A breakout second novel (after Orange Rhymes with Everything, 1997) careens boisterously from Belfast to the Bronx, and ’tis naught but Troubles all the way.
Michael Forsythe’s on the run, everlastingly it seems. He’s 19, psyche-scarred, battle-scarred, Belfast-scarred, so that violence has become “his only form of meaningful expression.” To avoid jail, he slips out of the O.C. (Old Country) and into the States, illegally, and almost at once finds his talents in demand: he’s good with his fists, his guns, icy in a tight spot, and noticeably cleverer than most. It’s 1992, crack is king, and an ambitious Irish gangster named Darkey White wants his turf free of the Dominican influence. Michael’s made to order for him—until, that is, the advent of Bridget. Bridget is beautiful, reckless, and, to Michael, fatefully irresistible: “Aye, you can imagine her . . . summoning you to a barrow in the earth.
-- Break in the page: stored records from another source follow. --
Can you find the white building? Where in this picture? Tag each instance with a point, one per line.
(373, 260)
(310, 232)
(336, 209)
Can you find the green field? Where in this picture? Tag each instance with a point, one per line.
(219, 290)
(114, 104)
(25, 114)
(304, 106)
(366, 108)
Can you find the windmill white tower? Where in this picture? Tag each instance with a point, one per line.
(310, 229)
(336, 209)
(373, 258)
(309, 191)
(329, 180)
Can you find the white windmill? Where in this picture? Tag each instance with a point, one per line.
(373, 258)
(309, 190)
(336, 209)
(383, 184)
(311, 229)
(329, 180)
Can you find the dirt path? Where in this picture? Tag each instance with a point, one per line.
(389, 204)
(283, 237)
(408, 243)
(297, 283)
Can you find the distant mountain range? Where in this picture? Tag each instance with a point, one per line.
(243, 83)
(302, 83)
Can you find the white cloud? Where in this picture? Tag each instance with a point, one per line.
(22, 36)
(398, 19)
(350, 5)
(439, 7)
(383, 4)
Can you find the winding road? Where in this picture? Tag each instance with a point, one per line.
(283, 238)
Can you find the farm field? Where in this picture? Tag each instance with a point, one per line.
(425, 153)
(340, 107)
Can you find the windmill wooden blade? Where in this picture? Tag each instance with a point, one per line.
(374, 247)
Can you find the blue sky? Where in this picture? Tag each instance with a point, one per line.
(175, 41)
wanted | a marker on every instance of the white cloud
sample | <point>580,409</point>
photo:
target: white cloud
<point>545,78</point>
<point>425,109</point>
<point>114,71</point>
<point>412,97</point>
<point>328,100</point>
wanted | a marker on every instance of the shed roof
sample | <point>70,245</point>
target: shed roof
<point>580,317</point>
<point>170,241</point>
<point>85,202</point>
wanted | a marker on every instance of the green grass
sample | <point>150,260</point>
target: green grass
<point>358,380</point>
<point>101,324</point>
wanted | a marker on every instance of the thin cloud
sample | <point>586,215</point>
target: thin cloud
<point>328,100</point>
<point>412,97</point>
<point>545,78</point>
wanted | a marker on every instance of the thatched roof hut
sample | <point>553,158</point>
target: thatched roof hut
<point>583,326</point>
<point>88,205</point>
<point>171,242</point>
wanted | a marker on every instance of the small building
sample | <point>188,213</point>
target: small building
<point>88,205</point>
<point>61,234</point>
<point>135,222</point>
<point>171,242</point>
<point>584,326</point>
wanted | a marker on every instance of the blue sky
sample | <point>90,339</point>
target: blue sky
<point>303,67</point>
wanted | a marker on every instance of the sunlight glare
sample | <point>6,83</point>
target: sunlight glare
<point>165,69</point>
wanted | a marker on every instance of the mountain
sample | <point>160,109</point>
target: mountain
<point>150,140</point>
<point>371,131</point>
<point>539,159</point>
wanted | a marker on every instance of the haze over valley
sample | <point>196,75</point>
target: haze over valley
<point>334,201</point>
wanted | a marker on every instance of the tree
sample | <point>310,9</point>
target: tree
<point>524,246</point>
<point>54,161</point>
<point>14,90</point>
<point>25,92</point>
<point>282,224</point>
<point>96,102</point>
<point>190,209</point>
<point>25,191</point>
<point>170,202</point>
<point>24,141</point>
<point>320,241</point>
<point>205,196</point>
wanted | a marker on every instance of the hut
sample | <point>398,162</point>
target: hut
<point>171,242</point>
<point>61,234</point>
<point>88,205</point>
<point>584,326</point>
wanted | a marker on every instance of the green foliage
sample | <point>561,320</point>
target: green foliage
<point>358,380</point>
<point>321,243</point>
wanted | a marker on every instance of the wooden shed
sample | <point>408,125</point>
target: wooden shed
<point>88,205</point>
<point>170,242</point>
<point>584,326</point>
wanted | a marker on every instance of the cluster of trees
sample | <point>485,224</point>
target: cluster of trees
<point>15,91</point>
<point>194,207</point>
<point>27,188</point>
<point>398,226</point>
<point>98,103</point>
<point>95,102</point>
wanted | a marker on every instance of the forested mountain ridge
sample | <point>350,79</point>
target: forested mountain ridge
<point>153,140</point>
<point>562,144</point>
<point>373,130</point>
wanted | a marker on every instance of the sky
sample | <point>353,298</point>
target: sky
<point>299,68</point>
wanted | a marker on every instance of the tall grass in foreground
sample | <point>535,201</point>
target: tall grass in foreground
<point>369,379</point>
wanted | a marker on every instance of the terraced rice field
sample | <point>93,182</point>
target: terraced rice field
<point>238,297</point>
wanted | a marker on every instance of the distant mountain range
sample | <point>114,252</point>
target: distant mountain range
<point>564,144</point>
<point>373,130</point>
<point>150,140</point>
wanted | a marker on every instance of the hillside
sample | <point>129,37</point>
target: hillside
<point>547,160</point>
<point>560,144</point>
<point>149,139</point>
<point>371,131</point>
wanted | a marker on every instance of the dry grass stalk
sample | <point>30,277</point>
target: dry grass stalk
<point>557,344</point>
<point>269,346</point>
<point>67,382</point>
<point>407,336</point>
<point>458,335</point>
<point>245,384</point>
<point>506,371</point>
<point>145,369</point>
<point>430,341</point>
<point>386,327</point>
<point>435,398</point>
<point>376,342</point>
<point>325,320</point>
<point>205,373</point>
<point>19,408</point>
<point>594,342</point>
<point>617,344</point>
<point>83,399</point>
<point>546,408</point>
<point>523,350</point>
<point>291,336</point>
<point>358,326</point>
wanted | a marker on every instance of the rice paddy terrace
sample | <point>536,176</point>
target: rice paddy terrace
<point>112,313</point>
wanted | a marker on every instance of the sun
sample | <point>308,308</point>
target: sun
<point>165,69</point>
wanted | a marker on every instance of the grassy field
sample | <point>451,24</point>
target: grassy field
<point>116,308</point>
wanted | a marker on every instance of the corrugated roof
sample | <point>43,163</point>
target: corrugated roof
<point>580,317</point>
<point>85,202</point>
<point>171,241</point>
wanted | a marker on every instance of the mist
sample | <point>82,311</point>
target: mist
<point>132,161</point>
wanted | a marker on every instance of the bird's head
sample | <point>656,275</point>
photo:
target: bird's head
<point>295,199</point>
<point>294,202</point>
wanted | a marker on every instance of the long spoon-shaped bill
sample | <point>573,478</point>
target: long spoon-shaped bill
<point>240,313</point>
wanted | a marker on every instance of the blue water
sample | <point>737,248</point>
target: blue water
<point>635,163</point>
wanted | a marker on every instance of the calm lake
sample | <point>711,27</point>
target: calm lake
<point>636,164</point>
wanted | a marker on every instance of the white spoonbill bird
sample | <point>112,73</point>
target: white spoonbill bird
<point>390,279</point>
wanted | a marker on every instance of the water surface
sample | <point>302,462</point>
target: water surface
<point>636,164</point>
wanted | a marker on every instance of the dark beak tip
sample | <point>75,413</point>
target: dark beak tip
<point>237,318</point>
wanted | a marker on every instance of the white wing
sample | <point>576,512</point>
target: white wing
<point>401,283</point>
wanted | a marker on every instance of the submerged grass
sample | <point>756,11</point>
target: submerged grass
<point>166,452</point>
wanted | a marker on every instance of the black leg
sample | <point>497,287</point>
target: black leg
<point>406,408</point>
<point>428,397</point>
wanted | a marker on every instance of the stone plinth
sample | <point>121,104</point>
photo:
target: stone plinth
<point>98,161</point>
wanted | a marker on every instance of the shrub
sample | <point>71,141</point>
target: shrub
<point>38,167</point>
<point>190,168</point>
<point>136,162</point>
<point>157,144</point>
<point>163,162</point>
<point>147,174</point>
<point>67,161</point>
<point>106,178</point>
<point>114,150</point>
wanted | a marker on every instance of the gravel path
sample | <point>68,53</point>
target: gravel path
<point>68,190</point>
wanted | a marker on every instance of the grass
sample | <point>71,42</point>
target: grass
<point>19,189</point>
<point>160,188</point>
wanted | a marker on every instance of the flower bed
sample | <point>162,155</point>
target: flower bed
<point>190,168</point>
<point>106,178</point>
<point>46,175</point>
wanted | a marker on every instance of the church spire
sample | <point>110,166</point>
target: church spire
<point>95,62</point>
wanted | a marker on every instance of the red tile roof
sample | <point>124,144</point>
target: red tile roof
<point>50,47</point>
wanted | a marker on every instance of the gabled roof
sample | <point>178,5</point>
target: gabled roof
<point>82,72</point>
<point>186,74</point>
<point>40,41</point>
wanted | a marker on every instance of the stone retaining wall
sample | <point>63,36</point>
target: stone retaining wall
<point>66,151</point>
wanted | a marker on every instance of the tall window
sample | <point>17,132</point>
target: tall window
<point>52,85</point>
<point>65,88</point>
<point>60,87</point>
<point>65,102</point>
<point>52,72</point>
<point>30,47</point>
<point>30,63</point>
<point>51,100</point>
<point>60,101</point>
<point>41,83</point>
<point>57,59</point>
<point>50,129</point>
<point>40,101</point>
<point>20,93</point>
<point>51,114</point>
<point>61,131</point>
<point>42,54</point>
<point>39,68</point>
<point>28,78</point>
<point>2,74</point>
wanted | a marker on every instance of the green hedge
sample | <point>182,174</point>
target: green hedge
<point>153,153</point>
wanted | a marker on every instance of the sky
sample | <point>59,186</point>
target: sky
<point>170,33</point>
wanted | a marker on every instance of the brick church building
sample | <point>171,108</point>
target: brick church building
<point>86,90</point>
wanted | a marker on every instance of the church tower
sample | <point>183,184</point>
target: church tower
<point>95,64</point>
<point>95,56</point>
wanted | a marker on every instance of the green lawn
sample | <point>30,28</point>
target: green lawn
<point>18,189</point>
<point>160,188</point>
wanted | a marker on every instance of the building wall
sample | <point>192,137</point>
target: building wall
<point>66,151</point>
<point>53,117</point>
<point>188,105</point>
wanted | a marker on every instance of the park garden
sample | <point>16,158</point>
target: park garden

You would know all this and still you would bloody follow her.” And Michael does—to his cost, because she belongs to Darkey, who, while unreservedly pleased at Michael’s performance on his behalf, has zero tolerance for hanky-panky. Michael and three young colleagues are dispatched to Mexico, on a routine drug deal to be followed by some well-earned downtime, they’re told. But it’s a betrayal. Instead, they’re peached on to the Mexican police and, as a result, imprisoned—in a very bad prison, chillingly evoked, bad enough so that only Michael survives. Eventually, he escapes, taking with him the heaviness of a promise made to a friend: an eye for an eye, invoked on a dying breath. How Michael goes about the business of revenge, and how it reshapes him, is the burden of the rest of the tale.
McKinty, born in Northern Ireland and now Colorado-based, is a storyteller with the kind of style and panache that blur the line between genre and mainstream. Top-drawer.